Он пока доверчиво спал на руках у бабки, которая помогла ему появиться на свет, но уже ворочался и начинал кряхтеть. Он даже не подозревал, что смерть зависла над ним остро заточенным лезвием.
— Ай-яй! — взвизгнула старуха и чуть не подпрыгнула. Судя по всему, пониже поясницы ей весьма ощутимо приземлился меч из палки. — Убери сейчас же этих гадких сопляков, или я за себя не отвечаю! Вот же, везучие, черти… ничем их не возьмёшь…

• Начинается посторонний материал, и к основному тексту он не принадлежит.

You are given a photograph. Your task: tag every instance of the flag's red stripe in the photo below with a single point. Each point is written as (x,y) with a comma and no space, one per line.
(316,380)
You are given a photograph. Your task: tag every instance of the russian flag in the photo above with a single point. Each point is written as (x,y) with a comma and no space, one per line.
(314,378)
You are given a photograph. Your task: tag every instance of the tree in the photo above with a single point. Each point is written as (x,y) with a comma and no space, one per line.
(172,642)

— Это вы так сделали, что мальчики оказались во дворе и играли там, когда должен был появиться бешеный барс… — проговорила я в полном шоке.
В слегка безумных глазах повитухи отразилось удовлетворение.

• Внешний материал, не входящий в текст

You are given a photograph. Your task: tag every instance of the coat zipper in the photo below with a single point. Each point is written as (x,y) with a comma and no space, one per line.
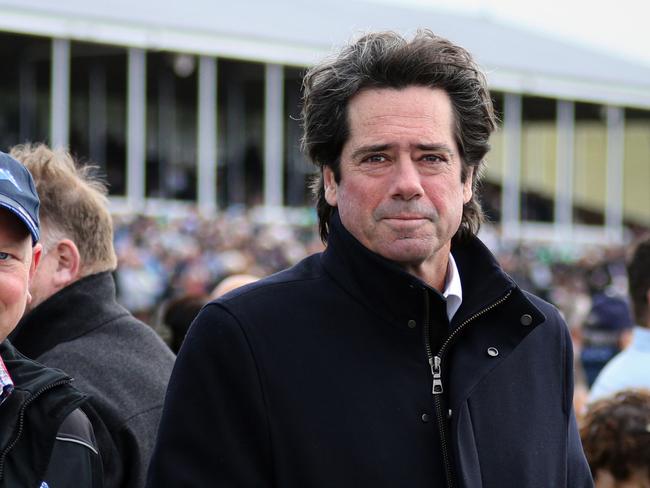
(435,362)
(21,420)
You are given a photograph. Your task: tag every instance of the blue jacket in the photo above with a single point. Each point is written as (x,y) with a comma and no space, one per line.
(320,376)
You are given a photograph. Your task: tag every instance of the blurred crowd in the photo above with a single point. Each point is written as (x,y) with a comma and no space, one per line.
(169,265)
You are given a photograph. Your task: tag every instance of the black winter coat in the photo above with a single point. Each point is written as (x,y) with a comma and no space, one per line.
(120,362)
(44,437)
(321,376)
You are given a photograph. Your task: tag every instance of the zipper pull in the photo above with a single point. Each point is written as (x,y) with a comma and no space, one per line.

— И у меня почти получилось от них избавиться. Эти двое достают меня который день! Они мне даже лягушку в постель подложили, фу! Это плохие, очень плохие дети!.. ой!
«Очень плохие дети» тут же бросились доказывать ей, насколько они плохие.
Малыш закряхтел сильнее, водя кулачками в пространстве и пытаясь вытащить пухлые ручонки из пелёнок.
— Бьёрн, Мэлвин, хватит, а то она уронит вашего брата! — попросила я отчаянно, и пустота сердито засопела, но послушалась. Я же обратилась к повитухе самым убедительным тоном, на какой только была способна. — А давайте вы мне сейчас отдадите моего племянника, и мы поговорим?
Старуха осклабилась.
— Я дура по-твоему, что ли? Этот пищащий комок — моя единственная гарантия того, что когда твой брат вернётся, не прикажет спустить с меня шкуру. Так что давай-ка, проваливай! Я запру дверь и посижу тут, пока Завесу не снимут с дома.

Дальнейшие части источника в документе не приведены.